Appellant's third point challenges the sufficiency of the evidence to establish a case of fraudulent breach of contract as to the respondent. This contention is concluded against appellant by Babb v. Paul Revere Life Ins. Co., 224 S.C. 1, 77 S.E. (2d) 267 (both opinions), and the authorities there cited. The insured being dead, it is unnecessary to determine whether respondent's interest in the policy as beneficiary was, during the lifetime of the insured, vested or contingent. See Shuler v. Equitable Life Assurance Society, 184 S.C. 485, 193 S.E. 46. However, it is noted that although on the back of the policy is a blank printed form for change of beneficiary, the policy does not contain reservation to the insured of the right to change the beneficiary.

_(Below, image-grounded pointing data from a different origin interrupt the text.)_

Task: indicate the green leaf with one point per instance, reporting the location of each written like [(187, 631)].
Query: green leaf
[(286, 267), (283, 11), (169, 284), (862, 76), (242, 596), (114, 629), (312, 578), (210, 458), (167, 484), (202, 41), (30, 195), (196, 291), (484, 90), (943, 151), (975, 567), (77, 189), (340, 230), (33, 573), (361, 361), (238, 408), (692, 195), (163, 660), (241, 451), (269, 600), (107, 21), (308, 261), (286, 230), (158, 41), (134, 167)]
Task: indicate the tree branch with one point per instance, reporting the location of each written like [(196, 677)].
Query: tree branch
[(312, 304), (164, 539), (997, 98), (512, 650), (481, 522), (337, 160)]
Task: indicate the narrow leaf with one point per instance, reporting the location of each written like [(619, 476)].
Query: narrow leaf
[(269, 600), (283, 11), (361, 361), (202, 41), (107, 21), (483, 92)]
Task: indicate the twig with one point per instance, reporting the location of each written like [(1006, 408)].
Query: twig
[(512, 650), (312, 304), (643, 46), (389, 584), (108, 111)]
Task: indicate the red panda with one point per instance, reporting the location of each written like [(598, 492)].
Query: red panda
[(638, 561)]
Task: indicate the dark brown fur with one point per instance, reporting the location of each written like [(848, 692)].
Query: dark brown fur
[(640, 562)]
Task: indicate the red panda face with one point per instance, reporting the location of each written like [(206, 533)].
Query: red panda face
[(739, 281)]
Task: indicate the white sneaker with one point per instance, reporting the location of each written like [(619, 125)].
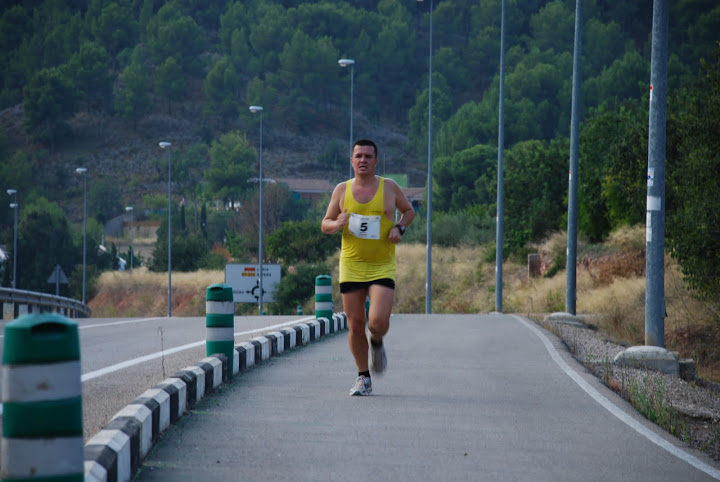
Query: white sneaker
[(378, 359), (363, 386)]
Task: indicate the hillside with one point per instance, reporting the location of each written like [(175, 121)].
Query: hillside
[(111, 147)]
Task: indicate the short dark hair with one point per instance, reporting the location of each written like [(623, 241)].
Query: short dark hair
[(365, 142)]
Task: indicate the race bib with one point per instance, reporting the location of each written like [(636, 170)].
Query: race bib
[(365, 227)]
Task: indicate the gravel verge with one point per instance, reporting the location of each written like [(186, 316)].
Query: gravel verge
[(689, 409)]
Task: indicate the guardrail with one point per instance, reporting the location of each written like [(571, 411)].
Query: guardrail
[(25, 302)]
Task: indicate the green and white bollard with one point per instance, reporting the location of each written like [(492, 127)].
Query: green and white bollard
[(323, 298), (42, 436), (220, 321)]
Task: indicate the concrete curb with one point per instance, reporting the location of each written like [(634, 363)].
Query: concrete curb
[(115, 453)]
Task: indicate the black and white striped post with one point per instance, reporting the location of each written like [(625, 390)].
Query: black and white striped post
[(220, 321), (42, 436), (323, 297)]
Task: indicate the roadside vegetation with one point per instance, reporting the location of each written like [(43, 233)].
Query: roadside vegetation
[(610, 291)]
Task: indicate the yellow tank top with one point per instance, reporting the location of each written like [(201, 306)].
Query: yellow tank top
[(366, 253)]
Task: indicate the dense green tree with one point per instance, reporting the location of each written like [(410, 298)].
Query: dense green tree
[(298, 53), (535, 190), (50, 99), (132, 98), (41, 221), (418, 114), (300, 242), (170, 82), (693, 181), (602, 44), (221, 88), (90, 70), (604, 137), (267, 36), (553, 27), (182, 39), (392, 52), (231, 166), (625, 78), (115, 27), (188, 167), (470, 125), (455, 177)]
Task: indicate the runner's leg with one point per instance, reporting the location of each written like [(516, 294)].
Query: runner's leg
[(381, 301), (354, 305)]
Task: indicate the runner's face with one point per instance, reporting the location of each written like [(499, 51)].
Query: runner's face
[(364, 160)]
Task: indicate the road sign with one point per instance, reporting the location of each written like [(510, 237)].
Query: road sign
[(245, 283), (58, 277)]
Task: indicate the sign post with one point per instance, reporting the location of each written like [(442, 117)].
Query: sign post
[(245, 282)]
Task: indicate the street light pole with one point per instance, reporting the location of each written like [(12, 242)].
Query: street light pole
[(14, 205), (428, 267), (351, 63), (132, 234), (254, 109), (83, 171), (166, 145), (499, 226)]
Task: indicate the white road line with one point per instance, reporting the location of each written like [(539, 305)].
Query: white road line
[(615, 410), (152, 356), (136, 361)]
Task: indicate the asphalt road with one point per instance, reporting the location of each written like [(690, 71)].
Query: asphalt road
[(123, 357), (475, 397)]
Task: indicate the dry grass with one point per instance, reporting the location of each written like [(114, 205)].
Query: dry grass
[(610, 292), (144, 293)]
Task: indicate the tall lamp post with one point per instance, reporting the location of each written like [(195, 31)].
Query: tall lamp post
[(428, 267), (14, 205), (132, 234), (501, 170), (255, 109), (83, 171), (351, 63), (166, 145)]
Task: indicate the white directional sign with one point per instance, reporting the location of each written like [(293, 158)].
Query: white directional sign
[(245, 283)]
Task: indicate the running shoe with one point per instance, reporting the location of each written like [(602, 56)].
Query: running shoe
[(363, 386), (378, 360)]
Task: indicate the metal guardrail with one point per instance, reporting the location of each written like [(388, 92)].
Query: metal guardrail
[(25, 302)]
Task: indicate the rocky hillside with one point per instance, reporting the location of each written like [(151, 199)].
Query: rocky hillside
[(113, 147)]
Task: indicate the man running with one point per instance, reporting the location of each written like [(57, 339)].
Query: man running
[(364, 209)]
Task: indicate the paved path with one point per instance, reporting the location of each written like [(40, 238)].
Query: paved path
[(475, 397)]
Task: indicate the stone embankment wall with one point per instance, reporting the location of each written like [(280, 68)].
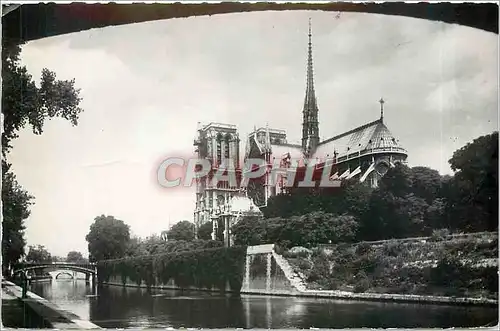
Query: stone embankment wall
[(53, 315)]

Finally, the appellant imputes error in the instructions to the jury. This ground of appeal will have to be sustained and the case reversed for new trial. *274 After the charge and after the jury had retired, the defendant excepted to the charge in accord with section 10-1210 of the Supplement to the Code of 1952. The exceptions are without merit in view of what has been said concerning appellant's other points, except that relating to the request that the court instruct the jury with respect to the burden of proof and the form of verdict if they should find for the defendant, both of which the court had overlooked in its charge. It appears from the record that appellant's timely request for these further instructions was ignored by the court. That appellant was entitled to them is too elementary to need discussion or citation of authority.

There were other exceptions to the charge but no prejudice appears and it may not be repeated upon re-trial in the particulars now complained of. Therefore, they will not be considered.

The foregoing opinion has followed appellant's brief in its presentation of the points on appeal. Implicit in the discussion is the conclusion that the trial court did not err in overruling appellant's motions for nonsuit and for directed verdict, although imputations of error in such are not expressly included in the points presented.

Reversed and remanded for new trial.

TAYLOR, OXNER, LEGGE and MOSS, JJ., concur.